Synthetic audio and video generation technologies, widely known as deepfakes, have crossed a critical threshold. Long confined to social-media entertainment or targeted political manipulation, they are now emerging as full-fledged instruments within cyberattack playbooks.
This shift goes beyond the purely technical realm and marks a structural transformation. Human perception—whether it concerns a familiar voice or a recognized face—is becoming a new surface for attack.
In this context, enterprises confront a threat that leans less on raw technical prowess and more on subtle manipulation of human behavior. Fraud campaigns today exploit cloned voices and doctored videos to simulate genuine communications and to mislead even the most vigilant colleagues.
In February 2024, an employee at a Hong Kong–based multinational was duped by a deepfake and transferred 24 million euros. The scam succeeded because everything appeared authentic: the accent, the cadence, the tone… The ubiquity of these tools, made possible by affordable economics and accessible technology, accelerates the industrialization of these attacks.
A Technological Threat That Has Become Human
Simulation exercises conducted with international organizations show that the use of deepfakes is no longer a speculative scenario but a well-established reality. A 2024 report from Anoizr Way indicated that the number of deepfakes could rise from 500,000 in 2023 to 8 million by 2025.
Deepfakes exploit a vulnerability rarely anticipated by cybersecurity defenses: our instinctive trust in human interactions. Clone voices are used to personify leaders; videos drawn from public content are embedded into credible, scripted scenarios designed to deceive even seasoned employees. More than technical sophistication, it is the industrialization of these practices that should sound the alarm.
The ease of voice cloning, requiring only a few tens of seconds of recording often obtainable from public media such as YouTube or TikTok, enables the creation of artificial voices in minutes at a low cost. These voices are then deployed in automated campaigns, including mass telephonic outreach conducted by conversational agents that mimic convincing human interaction.
This paradigm shift relocates the entry point of attacks from the information system to human behavior, exploiting trust, urgency, and voice recognition.
Awareness, Doubt and Verification: The New Pillars of Cybersecurity
Most companies have focused their cybersecurity efforts on protecting systems and data. Yet in the face of deepfakes, the human becomes the entry point. These attacks exploit a fundamental weakness in current cybersecurity frameworks: the absence of reflexive verification in voice and video communications.

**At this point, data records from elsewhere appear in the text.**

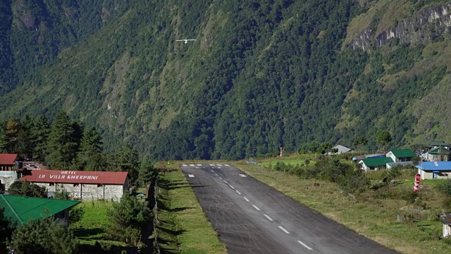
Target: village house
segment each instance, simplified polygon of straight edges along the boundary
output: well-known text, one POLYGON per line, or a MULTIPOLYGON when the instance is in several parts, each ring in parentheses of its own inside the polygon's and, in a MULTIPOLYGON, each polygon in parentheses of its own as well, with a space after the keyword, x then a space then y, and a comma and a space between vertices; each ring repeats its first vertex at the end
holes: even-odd
POLYGON ((337 150, 337 152, 334 153, 334 155, 340 155, 342 153, 346 153, 346 152, 354 152, 354 151, 350 148, 350 147, 347 147, 345 146, 341 145, 337 145, 335 146, 334 146, 333 147, 332 147, 333 150, 336 149, 337 150))
POLYGON ((17 158, 17 154, 0 154, 0 171, 12 171, 17 158))
POLYGON ((366 158, 363 159, 359 164, 361 164, 361 168, 365 172, 369 171, 376 171, 385 169, 387 163, 393 162, 393 160, 390 157, 375 157, 375 158, 366 158))
POLYGON ((442 214, 440 220, 443 224, 443 237, 449 237, 451 236, 451 213, 442 214))
POLYGON ((451 161, 451 145, 441 141, 433 142, 421 155, 421 159, 429 162, 451 161))
POLYGON ((22 177, 21 162, 18 161, 17 154, 0 154, 0 183, 9 188, 15 181, 22 177))
POLYGON ((385 155, 387 157, 390 157, 393 162, 412 162, 415 154, 410 149, 393 150, 385 155))
POLYGON ((45 187, 49 195, 63 190, 73 199, 118 201, 128 192, 127 172, 32 170, 22 181, 45 187))
POLYGON ((0 206, 4 209, 5 217, 19 224, 30 219, 54 217, 59 222, 68 225, 69 210, 80 202, 75 200, 0 194, 0 206))
POLYGON ((421 179, 451 178, 451 162, 420 162, 416 168, 421 179))

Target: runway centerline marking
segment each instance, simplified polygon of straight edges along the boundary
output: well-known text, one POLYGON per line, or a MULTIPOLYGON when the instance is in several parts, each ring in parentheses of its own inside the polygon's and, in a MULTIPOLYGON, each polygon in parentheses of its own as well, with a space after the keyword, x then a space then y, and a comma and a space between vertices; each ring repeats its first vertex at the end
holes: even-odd
POLYGON ((298 243, 301 243, 301 244, 302 245, 302 246, 304 246, 304 247, 307 248, 307 250, 313 250, 311 248, 309 247, 307 244, 305 244, 305 243, 302 243, 302 241, 298 241, 297 242, 298 242, 298 243))
POLYGON ((270 217, 269 216, 268 216, 268 215, 266 215, 266 214, 263 214, 263 215, 264 215, 264 217, 266 217, 266 219, 269 219, 269 220, 270 220, 270 221, 271 221, 271 222, 273 220, 273 219, 271 219, 271 217, 270 217))
POLYGON ((290 232, 288 232, 288 231, 287 229, 285 229, 283 227, 282 227, 282 226, 279 226, 278 228, 282 229, 282 231, 284 231, 285 234, 290 234, 290 232))

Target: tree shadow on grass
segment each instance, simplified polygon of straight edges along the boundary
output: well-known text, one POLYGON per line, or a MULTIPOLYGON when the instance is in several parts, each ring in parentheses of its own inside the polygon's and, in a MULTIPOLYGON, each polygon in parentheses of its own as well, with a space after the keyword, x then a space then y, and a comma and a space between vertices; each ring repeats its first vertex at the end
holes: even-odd
POLYGON ((158 182, 158 186, 166 190, 173 190, 179 188, 190 187, 190 184, 181 180, 168 181, 161 179, 158 182))
POLYGON ((73 234, 79 238, 89 240, 103 240, 102 234, 105 230, 101 228, 75 229, 73 234))
POLYGON ((172 229, 166 229, 166 228, 164 228, 164 227, 160 226, 157 226, 156 228, 159 229, 159 230, 161 230, 161 231, 163 231, 165 233, 169 234, 170 235, 173 236, 179 236, 179 235, 183 234, 183 232, 185 231, 185 230, 172 230, 172 229))
POLYGON ((193 209, 195 207, 175 207, 175 208, 170 208, 168 207, 164 202, 158 202, 158 209, 160 210, 168 211, 171 212, 177 212, 185 210, 187 209, 193 209))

While most organizations have implemented phishing-awareness campaigns via email, awareness of deepfakes remains almost nonexistent. Unlike phishing, which is now well understood, falsified calls or video conferences are still largely underestimated. The realism of deepfakes—particularly in stressful or urgent contexts—blurs the subtle signals that could otherwise raise alarms.

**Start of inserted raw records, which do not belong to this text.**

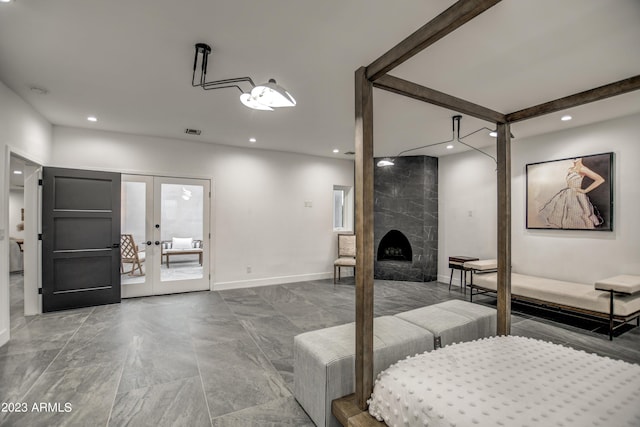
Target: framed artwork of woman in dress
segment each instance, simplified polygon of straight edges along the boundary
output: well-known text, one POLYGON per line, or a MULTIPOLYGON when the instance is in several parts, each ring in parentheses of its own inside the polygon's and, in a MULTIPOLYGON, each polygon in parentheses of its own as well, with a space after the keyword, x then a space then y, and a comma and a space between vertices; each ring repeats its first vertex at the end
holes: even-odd
POLYGON ((527 228, 613 229, 613 153, 527 165, 527 228))

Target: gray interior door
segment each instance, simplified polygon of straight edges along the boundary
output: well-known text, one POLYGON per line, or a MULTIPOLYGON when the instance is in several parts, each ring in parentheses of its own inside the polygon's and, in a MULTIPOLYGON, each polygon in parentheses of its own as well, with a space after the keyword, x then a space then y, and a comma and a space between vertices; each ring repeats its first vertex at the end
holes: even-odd
POLYGON ((44 168, 42 309, 120 302, 120 174, 44 168))

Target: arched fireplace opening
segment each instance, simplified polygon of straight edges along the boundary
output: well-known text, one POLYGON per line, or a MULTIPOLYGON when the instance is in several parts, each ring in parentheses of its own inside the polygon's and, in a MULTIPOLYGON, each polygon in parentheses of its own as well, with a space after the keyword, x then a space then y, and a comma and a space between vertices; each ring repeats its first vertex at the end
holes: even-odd
POLYGON ((384 235, 378 245, 378 261, 413 260, 413 251, 407 237, 398 230, 391 230, 384 235))

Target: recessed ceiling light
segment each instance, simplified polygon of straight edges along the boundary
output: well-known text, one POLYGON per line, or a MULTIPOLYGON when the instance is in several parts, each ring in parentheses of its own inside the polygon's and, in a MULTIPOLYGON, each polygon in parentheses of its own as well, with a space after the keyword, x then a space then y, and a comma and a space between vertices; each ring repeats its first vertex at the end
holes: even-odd
MULTIPOLYGON (((0 1, 2 1, 2 0, 0 0, 0 1)), ((38 95, 46 95, 46 94, 49 93, 49 91, 47 89, 45 89, 43 87, 40 87, 40 86, 31 86, 29 89, 31 90, 31 92, 37 93, 38 95)))

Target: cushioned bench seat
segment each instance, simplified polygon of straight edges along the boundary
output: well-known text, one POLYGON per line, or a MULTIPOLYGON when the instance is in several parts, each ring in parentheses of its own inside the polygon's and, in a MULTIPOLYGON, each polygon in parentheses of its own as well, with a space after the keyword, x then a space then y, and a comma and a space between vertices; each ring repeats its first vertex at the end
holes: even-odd
MULTIPOLYGON (((474 282, 470 285, 471 299, 473 300, 474 289, 476 293, 496 292, 497 280, 497 273, 476 275, 474 282)), ((638 292, 640 285, 636 284, 637 280, 640 280, 640 277, 616 276, 596 282, 594 287, 594 285, 511 273, 511 297, 606 318, 609 321, 609 339, 611 340, 614 330, 626 322, 632 319, 640 322, 640 292, 638 292), (616 292, 623 294, 616 294, 616 292), (617 326, 616 321, 619 322, 617 326)))
MULTIPOLYGON (((497 273, 487 273, 476 275, 473 284, 495 291, 497 280, 497 273)), ((609 294, 596 290, 593 284, 512 273, 511 295, 609 315, 609 294)), ((630 316, 638 311, 640 311, 640 294, 615 298, 614 313, 616 315, 630 316)))
POLYGON ((395 316, 430 331, 435 348, 496 334, 496 310, 467 301, 445 301, 395 316))
MULTIPOLYGON (((373 320, 374 376, 398 360, 433 350, 433 334, 393 316, 373 320)), ((355 323, 294 338, 294 395, 317 426, 340 426, 331 402, 355 391, 355 323)))

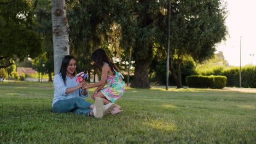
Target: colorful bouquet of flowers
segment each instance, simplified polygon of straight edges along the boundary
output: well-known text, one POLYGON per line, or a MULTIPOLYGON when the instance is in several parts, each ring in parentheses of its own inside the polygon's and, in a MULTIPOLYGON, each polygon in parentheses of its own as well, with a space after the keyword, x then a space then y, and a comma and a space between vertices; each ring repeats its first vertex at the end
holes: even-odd
POLYGON ((81 81, 86 80, 88 75, 85 74, 84 72, 79 73, 77 75, 77 77, 75 77, 75 81, 78 82, 80 82, 81 81))

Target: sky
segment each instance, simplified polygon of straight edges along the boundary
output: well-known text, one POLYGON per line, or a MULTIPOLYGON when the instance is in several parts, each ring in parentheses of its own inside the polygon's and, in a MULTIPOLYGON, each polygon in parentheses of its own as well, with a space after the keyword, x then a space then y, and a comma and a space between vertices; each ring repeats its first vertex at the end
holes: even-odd
POLYGON ((226 41, 216 46, 230 65, 256 65, 256 0, 224 0, 227 3, 226 41), (254 56, 253 56, 254 55, 254 56))

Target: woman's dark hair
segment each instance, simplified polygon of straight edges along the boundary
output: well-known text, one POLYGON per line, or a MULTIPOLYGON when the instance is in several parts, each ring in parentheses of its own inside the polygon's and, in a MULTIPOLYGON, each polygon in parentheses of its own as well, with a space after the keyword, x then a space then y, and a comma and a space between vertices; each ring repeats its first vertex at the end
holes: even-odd
POLYGON ((101 48, 97 49, 92 52, 91 59, 92 63, 95 64, 97 69, 100 71, 101 71, 101 69, 103 66, 103 62, 105 62, 108 64, 114 74, 115 74, 114 69, 120 72, 119 69, 118 69, 117 65, 110 59, 106 51, 101 48))
MULTIPOLYGON (((67 68, 68 67, 70 61, 72 59, 74 59, 75 61, 74 57, 72 56, 66 56, 64 57, 62 60, 62 63, 61 63, 61 67, 60 70, 60 73, 61 73, 61 77, 62 77, 63 81, 64 81, 64 83, 66 85, 66 75, 67 73, 67 68)), ((73 75, 75 75, 75 73, 73 74, 73 75)))

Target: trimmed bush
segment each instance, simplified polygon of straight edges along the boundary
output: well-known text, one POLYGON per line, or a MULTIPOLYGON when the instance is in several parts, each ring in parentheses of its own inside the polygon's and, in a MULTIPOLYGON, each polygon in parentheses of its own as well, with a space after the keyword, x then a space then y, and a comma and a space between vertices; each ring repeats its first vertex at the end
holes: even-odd
POLYGON ((219 75, 191 75, 186 77, 189 87, 221 89, 226 86, 226 77, 219 75))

Detection relies on subtle cues, such as a mismatch in responses or robotic intonation, but these signs are often overlooked under pressure. Establishing routine verification practices—through contextual questions known only to legitimate participants and whose answers can change over time (for example, “When was our last in-person meeting?”)—or via secondary confirmation channels becomes essential. Skepticism thus evolves into a strategic competence.
“Robocalls,” now widely used against private individuals who receive multiple AI-driven automated calls daily, can also be repurposed by adversaries for illicit ends. Here too, the small timing discrepancies in responses and intonation remain telltale indicators to identify.

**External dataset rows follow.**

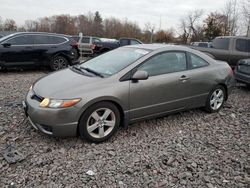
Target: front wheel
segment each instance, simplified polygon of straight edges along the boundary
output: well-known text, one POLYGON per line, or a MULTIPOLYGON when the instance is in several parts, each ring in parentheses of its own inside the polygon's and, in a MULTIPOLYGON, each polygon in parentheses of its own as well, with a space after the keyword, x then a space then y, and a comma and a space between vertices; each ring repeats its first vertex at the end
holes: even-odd
POLYGON ((110 102, 100 102, 89 107, 79 122, 79 134, 89 142, 109 139, 120 124, 120 112, 110 102))
POLYGON ((50 68, 53 71, 65 69, 69 66, 68 60, 63 56, 56 56, 50 62, 50 68))
POLYGON ((221 85, 216 86, 208 95, 205 110, 209 113, 218 112, 226 99, 225 88, 221 85))

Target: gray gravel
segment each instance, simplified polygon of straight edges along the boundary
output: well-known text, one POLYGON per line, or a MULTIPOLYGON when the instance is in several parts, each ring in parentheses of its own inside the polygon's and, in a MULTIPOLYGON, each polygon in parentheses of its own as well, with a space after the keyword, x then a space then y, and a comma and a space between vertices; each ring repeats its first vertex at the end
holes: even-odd
POLYGON ((250 187, 250 90, 234 89, 220 113, 143 121, 102 144, 34 130, 21 101, 42 71, 0 73, 0 187, 250 187))

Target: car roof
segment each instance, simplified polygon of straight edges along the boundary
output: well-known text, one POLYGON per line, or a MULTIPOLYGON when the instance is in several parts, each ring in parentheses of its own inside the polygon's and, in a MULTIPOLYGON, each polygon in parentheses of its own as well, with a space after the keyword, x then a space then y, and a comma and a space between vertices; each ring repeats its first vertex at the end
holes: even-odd
POLYGON ((54 35, 54 36, 62 36, 62 37, 71 37, 70 35, 58 34, 58 33, 48 33, 48 32, 16 32, 12 33, 14 35, 22 35, 22 34, 42 34, 42 35, 54 35))
POLYGON ((189 47, 181 46, 181 45, 171 45, 171 44, 137 44, 125 46, 126 48, 139 48, 144 50, 185 50, 190 51, 189 47))

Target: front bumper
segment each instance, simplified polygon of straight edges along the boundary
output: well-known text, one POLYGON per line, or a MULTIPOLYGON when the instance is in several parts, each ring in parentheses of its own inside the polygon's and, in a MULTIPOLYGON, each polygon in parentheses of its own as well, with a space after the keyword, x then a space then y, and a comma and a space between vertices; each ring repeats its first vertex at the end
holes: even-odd
POLYGON ((30 124, 46 135, 68 137, 77 135, 78 108, 49 109, 39 107, 29 93, 23 101, 23 108, 30 124))
POLYGON ((250 74, 241 73, 237 70, 235 70, 234 74, 237 81, 250 84, 250 74))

Consequently, awareness training for teams cannot be limited to email security. It must incorporate these new scenarios, train staff to recognize manipulation, and foster a culture of systematic verification. Trust should no longer be assumed, even when it feels natural.
The threat posed by deepfakes cannot be dismissed as a curiosity or a niche risk. It compels a profound rethinking of how organizations manage trust, traceability of decisions, and the security of communications. It is essential to embed these concerns within governance frameworks: crisis simulations, verification protocols, redundancy of information channels, and ongoing training.
More than a technological fix, this requires an organizational, cognitive, and cultural response. Because in the face of a digital illusion that rests on familiarity, only active vigilance can prevent the next attack from passing… through the voice of the CEO.